In this question we will simply put the given data in the general formula for time taken to empty the tank from water level $H$ to $h$ and then we will compare both the time to get the required ratio. Or in other way first we will have to calculate the initial velocity and then put the entire value in the equation of motion to get the time and then compare.

Formula used:
$T = \dfrac{{2A}}{{a\sqrt {2g} }}(\sqrt H - \sqrt h )$
Where, $A$ and $a$ are the area of the tank and opening in the tank, $H$ is the initial liquid level in the tank and $h$ is the final water level in the tank.

Complete step by step answer:
Let, $H$ the total height of liquid, time taken to empty the $\dfrac{H}{4}$ is ${t_1}$. We know that the general equation for time required to empty the tank from water level $H$ to $h$ is given by,
$T = \dfrac{{2A}}{{a\sqrt {2g} }}(\sqrt H - \sqrt h )$
Therefore, one-fourth of the tank is emptied in ${t_1}$ seconds is,
${t_1} = \dfrac{{2A}}{{a\sqrt {2g} }}\left( {\sqrt H - \sqrt {\dfrac{{3H}}{4}} } \right) \\\ \Rightarrow {t_1} = \dfrac{{2A}}{{a\sqrt {2g} }}\sqrt H \left( {\dfrac{{2 - \sqrt 3 }}{2}} \right) \\\$
Similarly, the remaining three-fourths of the tank is emptied in ${t_2}$ seconds is,
${t_2} = \dfrac{{2A}}{{a\sqrt {2g} }}\left( {\sqrt {\dfrac{{3H}}{4}} - 0} \right) \\\ \Rightarrow {t_2} = \dfrac{{2A}}{{a\sqrt {2g} }}\left( {\dfrac{{\sqrt {3H} }}{2}} \right) \\\$
So, now the ratio of $\dfrac{{{t_1}}}{{{t_2}}}$ is,
$\dfrac{{{t_1}}}{{{t_2}}} = \dfrac{{\dfrac{{2A}}{{a\sqrt {2g} }}\sqrt H \left( {\dfrac{{2 - \sqrt 3 }}{2}} \right)}}{{\dfrac{{2A}}{{a\sqrt {2g} }}\left( {\dfrac{{\sqrt {3H} }}{2}} \right)}} \\\ \therefore \dfrac{{{t_1}}}{{{t_2}}} = \dfrac{{2 - \sqrt 3 }}{{\sqrt 3 }}$
So, now the ratio of $\dfrac{{{t_1}}}{{{t_2}}}$ is $\dfrac{{2 - \sqrt 3 }}{{\sqrt 3 }}$.

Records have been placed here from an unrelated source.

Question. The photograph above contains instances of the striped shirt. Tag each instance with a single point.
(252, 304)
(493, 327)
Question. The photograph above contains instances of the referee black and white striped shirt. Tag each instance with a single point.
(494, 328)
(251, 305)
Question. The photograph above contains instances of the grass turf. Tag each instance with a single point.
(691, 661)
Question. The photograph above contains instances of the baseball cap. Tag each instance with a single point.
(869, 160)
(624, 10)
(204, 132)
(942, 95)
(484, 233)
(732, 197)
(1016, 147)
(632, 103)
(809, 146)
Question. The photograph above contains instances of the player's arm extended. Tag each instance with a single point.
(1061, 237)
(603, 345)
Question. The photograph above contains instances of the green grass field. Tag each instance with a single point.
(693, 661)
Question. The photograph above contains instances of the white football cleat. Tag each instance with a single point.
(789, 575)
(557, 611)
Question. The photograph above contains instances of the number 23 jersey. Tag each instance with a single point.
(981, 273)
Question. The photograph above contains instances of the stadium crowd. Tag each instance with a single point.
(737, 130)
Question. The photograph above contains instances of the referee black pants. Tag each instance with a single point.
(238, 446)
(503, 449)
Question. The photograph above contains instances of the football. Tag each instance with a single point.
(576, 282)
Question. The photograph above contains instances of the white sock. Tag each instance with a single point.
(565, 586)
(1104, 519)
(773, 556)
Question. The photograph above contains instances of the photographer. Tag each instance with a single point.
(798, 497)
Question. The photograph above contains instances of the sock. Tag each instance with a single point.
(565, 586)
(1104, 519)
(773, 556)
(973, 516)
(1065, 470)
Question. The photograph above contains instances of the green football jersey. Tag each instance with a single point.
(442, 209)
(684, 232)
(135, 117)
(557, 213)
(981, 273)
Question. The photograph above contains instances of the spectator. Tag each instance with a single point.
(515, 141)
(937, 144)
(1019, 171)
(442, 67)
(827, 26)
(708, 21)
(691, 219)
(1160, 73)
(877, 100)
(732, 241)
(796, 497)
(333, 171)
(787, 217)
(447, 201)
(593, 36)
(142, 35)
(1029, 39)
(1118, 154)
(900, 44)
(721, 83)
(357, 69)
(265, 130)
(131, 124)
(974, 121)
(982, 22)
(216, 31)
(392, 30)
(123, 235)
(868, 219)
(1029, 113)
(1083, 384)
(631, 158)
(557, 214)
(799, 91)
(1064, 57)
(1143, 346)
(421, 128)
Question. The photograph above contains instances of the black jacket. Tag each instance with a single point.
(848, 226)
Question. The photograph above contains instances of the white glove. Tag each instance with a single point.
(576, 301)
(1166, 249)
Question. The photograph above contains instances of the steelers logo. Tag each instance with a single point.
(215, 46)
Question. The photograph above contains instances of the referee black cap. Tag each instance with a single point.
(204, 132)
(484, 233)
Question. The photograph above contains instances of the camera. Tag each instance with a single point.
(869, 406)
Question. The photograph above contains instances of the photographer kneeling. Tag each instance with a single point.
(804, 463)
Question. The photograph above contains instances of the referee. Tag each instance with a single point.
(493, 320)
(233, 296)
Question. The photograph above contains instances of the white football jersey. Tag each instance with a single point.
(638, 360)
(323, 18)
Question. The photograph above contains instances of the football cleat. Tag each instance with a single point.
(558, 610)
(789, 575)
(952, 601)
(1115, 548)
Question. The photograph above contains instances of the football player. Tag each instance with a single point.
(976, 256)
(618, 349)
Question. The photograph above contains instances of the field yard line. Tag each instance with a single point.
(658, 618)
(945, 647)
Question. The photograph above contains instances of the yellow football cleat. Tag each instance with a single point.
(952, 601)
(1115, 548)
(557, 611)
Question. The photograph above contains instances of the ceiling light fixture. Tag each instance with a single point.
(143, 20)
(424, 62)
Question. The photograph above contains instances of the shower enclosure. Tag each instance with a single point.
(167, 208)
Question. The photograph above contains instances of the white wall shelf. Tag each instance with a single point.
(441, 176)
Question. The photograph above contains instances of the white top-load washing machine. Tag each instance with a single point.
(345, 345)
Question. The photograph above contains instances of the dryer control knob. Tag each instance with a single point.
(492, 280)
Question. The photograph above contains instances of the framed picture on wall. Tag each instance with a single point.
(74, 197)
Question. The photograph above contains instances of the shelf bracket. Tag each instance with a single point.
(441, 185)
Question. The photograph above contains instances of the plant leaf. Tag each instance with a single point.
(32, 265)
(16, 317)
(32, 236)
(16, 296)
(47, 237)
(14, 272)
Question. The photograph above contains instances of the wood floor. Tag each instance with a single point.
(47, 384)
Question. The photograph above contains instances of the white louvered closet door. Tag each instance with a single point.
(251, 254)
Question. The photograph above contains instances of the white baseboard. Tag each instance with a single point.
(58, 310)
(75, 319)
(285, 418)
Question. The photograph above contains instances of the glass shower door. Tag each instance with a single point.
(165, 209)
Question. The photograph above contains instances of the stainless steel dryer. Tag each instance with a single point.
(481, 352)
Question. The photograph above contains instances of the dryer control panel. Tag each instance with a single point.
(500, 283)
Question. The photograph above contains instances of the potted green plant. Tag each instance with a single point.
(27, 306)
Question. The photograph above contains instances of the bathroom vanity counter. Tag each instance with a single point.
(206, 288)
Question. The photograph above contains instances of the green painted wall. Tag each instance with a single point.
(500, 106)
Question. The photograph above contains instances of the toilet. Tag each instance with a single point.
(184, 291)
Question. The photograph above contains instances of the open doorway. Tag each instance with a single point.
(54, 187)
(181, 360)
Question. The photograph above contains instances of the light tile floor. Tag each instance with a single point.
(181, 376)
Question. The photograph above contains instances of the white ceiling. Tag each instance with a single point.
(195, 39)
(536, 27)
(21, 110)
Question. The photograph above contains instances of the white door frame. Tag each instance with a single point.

Hence, the correct option is D.

Note: Note that initial velocity of liquid when it will start flow is given by $\sqrt {2gx}$ where $x$ is the complete height of liquid. And if there will be two fluids then they will have two different densities and then in that case we can use Bernoulli’s equation to answer that and in that case the liquid with denser volume will come first.